Редкие монахи, продолжавшие тянуть псалом, умолкли.
Томас мягко сказал иноку, ладонь которого покоилась на солнечном сплетении лучника:
— Руку убери.
Тот исподлобья взирал на него, не пошевелив даже пальцем.
Тогда Томас схватил его за руку и без усилий отогнул её назад. Монах, изумлённый силой привыкших натягивать лук мускулов, попробовал вернуть ладонь на место, но Томас резко нажал, что-то хрустнуло, и плечистый с коротким всхлипом отпрянул назад, баюкая повреждённую конечность.
— Я же сказал: убери! — прорычал Хуктон.
— Томас! — воскликнула Женевьева.
Лучник поднял голову и увидел у высокого алтаря пухлого человека в красном. Паломников привёл лично кардинал Бессьер. И немалую долю этих паломников, очевидно, составляли арбалетчики. Они выстроились по обеим сторонам нефа, и Томас кожей ощутил щелчки взводимых спусков. Арбалеты нацелились на эллекинов. Стрелки, которых больше дюжины, носили ливреи с зелёной лошадью на белом. За ними появились латники в тех же цветах, а рядом с кардиналом встал на алтарных ступенях граф Лабрюиллад.
— Ты была права, — покаянно пробормотал Женевьеве Томас, — Надо было взять лучников.
— Схватить их! — повелел кардинал.
Его толстощёкая физиономия расплылась в торжествующей улыбке. Враги угодили в расставленные Бессьером тенета, и кардинал Бессьер, архиепископ Ливорно, папский легат при дворе Иоанна II, не собирался упускать добычу. За спиной кардинала нахохлился вечно угрюмый отец Маршан.
Монахи расступились, и Томаса с его спутниками вытеснили к ступеням алтаря.
— Добро пожаловать! — елейно проговорил Бессьер, — Гильом д’Эвек!
— Томас из Хуктона, — с вызовом поправил его лучник.
— «Ле Батар»! — злобно выдохнул отец Маршан.
— И его еретическая потаскуха — сожительница! — добавил кардинал.
— И ещё моя жена, — пробормотал Лабрюиллад.
— Две потаскухи! — объявил Бессьер довольно и обратился к держащим пленников на прицеле арбалетчикам, — Не спускайте с них глаз!
Он помедлил, упиваясь триумфом, и произнёс со вкусом:
— Томас из Хуктона. Ле Батар. Что же ты делаешь в доме молитвы?
— Исполняю поручение.
— Поруче-е-ение? — насмешливо протянул Бессьер, — Что за поручение?
— Не допустить, чтобы святая реликвия оказалась в грязных руках.
— И что же за реликвия?
— «Ла Малис».
— Да? И в каких же руках она не должна оказаться?
— В твоих, кардинал Бессьер.
— Зрите, христиане, сколь глубоко укоренён во грехе бесстыдный Ле Батар! — сокрушённо воззвал кардинал к монахам, — Руки служителя церкви для него недостаточно чисты! Оно и понятно. Ле Батар отлучён от церкви, извергнут из её святого лона и лишён спасения. И что же? Вместо покаяния он посмел явиться сюда, в храм Господень со своими шлюхами и богомерзкими клевретами, дабы украсть сокровище, дарованное Богом церкви Его!
Он указал на Томаса перстом и возвысил голос:
— Ты же не станешь отрицать, что отлучён?
— Одного деяния я уж точно отрицать не стану! — ответствовал лучник.
— Какого же? — нахмурился кардинал.
— Твой брат, — сказал Томас.
На лицо Бессьера набежала тень. Указующий перст дрогнул, рука опустилась.
— Твой брат мёртв.
— Откуда тебе известно об этом, еретик?
— Я отправил его дьяволу в пасть со стрелой в брюхе! — дерзко выкрикнул Томас.

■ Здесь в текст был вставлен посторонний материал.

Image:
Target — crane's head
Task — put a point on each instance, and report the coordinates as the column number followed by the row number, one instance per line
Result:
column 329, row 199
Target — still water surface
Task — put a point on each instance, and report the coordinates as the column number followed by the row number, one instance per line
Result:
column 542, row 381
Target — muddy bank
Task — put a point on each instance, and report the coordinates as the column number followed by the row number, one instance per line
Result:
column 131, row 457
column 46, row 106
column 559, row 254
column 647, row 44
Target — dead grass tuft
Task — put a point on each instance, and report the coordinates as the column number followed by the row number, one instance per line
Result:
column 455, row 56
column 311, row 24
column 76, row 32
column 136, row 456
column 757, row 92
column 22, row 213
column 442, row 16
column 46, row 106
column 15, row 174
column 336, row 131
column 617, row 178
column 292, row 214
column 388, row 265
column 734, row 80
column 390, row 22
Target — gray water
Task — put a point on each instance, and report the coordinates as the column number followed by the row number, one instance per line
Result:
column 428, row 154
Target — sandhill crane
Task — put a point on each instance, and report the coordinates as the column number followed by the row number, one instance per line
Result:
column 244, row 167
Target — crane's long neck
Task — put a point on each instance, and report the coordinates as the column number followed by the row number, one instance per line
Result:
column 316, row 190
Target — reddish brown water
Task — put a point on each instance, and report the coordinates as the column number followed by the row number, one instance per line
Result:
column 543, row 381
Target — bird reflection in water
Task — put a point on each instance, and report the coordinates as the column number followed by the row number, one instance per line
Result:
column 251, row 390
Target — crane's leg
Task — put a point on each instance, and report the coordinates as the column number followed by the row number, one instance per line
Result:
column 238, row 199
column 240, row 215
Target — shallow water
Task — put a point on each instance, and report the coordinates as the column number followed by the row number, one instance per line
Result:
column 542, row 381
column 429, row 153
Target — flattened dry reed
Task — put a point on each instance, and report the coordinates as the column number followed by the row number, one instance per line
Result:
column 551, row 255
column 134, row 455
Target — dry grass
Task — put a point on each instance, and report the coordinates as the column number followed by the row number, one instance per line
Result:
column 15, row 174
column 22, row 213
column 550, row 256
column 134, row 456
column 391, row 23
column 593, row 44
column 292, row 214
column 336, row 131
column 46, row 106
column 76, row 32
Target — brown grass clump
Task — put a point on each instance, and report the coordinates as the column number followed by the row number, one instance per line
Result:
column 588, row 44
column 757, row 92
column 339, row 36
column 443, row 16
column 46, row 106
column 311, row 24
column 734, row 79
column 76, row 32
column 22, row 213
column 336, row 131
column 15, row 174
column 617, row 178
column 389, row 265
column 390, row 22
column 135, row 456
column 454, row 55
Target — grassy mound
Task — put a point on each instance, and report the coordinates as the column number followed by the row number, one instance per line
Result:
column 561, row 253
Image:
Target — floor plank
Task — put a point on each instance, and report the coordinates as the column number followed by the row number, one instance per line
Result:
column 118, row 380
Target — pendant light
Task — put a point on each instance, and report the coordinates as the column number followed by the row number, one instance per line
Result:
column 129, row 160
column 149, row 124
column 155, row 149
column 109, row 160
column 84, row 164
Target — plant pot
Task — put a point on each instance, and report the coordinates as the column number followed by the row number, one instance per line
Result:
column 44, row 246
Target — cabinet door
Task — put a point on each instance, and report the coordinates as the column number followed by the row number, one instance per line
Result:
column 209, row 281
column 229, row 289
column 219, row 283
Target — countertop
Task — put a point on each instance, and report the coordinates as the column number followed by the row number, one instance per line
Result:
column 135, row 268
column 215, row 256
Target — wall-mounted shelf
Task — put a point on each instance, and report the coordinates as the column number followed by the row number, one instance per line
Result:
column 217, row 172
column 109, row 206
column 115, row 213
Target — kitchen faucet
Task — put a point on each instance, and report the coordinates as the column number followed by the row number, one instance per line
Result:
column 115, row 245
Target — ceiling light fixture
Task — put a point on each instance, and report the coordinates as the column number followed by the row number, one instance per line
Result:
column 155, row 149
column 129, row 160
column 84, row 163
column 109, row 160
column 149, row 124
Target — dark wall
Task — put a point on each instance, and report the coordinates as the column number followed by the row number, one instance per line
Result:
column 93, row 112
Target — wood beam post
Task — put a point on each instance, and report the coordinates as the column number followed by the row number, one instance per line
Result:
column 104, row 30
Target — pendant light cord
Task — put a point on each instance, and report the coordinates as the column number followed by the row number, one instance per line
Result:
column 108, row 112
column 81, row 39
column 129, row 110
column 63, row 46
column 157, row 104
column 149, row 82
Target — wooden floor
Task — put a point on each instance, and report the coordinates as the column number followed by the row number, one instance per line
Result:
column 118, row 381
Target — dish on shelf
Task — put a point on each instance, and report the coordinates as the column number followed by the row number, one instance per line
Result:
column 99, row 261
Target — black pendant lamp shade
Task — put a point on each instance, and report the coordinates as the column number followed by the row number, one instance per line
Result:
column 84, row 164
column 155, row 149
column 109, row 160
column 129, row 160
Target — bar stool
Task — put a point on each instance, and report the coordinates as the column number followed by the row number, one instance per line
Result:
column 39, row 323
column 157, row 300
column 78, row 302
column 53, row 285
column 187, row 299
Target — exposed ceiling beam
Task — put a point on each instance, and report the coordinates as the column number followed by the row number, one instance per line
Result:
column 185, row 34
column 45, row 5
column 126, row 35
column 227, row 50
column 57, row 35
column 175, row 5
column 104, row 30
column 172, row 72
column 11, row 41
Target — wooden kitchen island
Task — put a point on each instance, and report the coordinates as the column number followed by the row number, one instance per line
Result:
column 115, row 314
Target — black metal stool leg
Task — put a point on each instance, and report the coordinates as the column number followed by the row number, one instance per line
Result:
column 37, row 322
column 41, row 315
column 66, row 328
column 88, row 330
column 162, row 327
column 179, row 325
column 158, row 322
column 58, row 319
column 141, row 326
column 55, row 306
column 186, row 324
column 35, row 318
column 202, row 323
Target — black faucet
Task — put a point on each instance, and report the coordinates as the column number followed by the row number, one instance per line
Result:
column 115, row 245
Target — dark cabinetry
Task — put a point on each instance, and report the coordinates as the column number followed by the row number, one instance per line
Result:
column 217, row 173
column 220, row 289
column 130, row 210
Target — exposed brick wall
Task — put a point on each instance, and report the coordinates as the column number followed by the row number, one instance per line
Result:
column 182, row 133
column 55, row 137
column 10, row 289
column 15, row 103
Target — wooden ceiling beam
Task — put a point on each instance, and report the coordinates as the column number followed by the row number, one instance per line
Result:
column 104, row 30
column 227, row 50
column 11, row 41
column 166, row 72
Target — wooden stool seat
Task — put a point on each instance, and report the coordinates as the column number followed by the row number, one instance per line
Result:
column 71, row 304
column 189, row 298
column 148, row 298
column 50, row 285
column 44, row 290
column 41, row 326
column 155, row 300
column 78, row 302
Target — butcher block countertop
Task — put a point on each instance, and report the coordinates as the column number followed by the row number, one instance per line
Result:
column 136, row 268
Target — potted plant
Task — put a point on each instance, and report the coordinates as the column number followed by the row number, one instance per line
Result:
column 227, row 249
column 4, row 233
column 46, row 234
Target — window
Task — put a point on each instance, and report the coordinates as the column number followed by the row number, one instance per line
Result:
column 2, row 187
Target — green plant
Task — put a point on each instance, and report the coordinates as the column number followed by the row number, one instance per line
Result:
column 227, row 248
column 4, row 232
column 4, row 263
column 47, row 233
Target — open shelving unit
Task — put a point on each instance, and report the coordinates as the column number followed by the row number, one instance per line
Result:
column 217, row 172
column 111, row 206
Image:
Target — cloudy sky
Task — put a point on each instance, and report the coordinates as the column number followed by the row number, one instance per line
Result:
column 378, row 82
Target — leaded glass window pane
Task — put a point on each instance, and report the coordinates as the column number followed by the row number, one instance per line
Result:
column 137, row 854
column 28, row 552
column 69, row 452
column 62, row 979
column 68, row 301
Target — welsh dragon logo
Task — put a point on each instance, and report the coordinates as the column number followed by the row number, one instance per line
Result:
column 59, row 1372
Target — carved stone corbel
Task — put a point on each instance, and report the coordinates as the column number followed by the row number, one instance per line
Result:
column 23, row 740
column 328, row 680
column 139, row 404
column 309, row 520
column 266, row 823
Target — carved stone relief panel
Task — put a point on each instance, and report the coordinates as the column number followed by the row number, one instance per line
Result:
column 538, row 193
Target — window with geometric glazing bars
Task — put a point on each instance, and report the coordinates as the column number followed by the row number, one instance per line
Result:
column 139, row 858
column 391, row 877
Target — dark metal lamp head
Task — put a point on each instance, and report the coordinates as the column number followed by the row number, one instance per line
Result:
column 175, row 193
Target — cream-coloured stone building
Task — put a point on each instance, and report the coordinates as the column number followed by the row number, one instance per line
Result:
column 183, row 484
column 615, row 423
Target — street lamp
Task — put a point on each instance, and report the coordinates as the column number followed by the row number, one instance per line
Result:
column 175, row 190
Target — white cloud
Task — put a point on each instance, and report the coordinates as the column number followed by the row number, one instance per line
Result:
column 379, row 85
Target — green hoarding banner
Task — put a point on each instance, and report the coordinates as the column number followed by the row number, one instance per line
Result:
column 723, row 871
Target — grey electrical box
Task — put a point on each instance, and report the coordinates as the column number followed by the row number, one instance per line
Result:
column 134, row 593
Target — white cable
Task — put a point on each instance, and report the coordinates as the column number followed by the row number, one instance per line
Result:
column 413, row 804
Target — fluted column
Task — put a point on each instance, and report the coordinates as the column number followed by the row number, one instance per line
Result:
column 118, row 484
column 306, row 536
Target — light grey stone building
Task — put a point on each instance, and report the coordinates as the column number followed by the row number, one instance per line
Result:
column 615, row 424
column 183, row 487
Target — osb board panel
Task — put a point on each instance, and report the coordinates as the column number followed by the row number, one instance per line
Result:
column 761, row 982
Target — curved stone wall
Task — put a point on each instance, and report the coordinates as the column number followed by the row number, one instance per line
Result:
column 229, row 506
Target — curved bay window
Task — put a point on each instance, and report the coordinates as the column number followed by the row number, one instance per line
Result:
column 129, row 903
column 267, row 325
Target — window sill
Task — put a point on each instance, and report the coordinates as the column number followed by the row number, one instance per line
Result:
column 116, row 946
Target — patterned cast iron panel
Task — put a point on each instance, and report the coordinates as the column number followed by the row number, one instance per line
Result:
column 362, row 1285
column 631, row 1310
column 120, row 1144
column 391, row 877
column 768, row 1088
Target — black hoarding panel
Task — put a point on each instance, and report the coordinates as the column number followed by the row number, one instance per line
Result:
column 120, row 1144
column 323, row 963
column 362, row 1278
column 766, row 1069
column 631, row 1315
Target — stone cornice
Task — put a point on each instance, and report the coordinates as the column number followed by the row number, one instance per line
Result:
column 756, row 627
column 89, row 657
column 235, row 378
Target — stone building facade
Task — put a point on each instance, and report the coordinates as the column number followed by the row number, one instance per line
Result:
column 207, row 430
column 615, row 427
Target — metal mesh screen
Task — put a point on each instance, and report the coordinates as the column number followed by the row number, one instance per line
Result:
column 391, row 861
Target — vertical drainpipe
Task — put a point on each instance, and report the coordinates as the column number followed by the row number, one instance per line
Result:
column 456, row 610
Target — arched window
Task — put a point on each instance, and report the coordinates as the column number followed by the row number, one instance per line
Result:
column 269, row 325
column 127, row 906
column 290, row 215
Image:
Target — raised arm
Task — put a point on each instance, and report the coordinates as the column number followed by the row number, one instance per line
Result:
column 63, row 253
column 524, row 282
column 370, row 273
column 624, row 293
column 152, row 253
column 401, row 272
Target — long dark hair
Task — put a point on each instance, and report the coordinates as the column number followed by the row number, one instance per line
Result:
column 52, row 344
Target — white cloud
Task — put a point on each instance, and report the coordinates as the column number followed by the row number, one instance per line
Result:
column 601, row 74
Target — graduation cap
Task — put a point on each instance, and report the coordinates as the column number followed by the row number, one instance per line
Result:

Он не собирался молить о пощаде, так как Бессьер был не из тех, кого можно надеяться разжалобить. Вызов — всё, что оставалось окружённому врагами лучнику.
— Он подох от стрелы из ветки, срезанной с ясеня на закате и очищенной от коры девственницей. Стрелы с наконечником, выкованным в беззвёздную ночь, и с перьями, взятыми с правого крыла гуся, загрызенного белым волком. А лук, из которого стрела была выпущена, неделю до того пролежал в церкви.
— Колдовство… — прошептал кардинал.
— Их должно сжечь, Ваше Высокопреосвященство! Включая этих двух! — отец Маршан злобно махнул в сторону Робби де Веррека, — Они преступили клятву! Они…
— Клятву тому, кто пытал беззащитную женщину? — оборвал его Томас.
Его чуткий слух уловил цокот лошадиных копыт по брусчатке снаружи собора и гневные голоса.
Кардинал, тоже услышавший что-то, насторожился, посмотрел на двери собора, не увидел ничего подозрительного и объявил:
— Они умрут! Умрут за «Ла Малис»!
По щелчку Бессьера шеренга монахов за престолом раздвинулась. За ними стоял старик в ветхой белой рясе, залитой кровью из расквашенных губ и носа. За его спиной в нише апсиды Томас увидел каменный саркофаг, покрытый резьбой и раскрашенный, покоящийся на двух пьедесталах. Крышка гроба была сдвинута. Из тени апсиды выступил здоровяк в надетом поверх кольчуги пластинчатом нагруднике, о который с щёлканьем бились вплетённые в бороду костяшки. С момента, когда Томас отпустил Скалли к его лорду, костяшек в волосах у шотландца изрядно прибавилось.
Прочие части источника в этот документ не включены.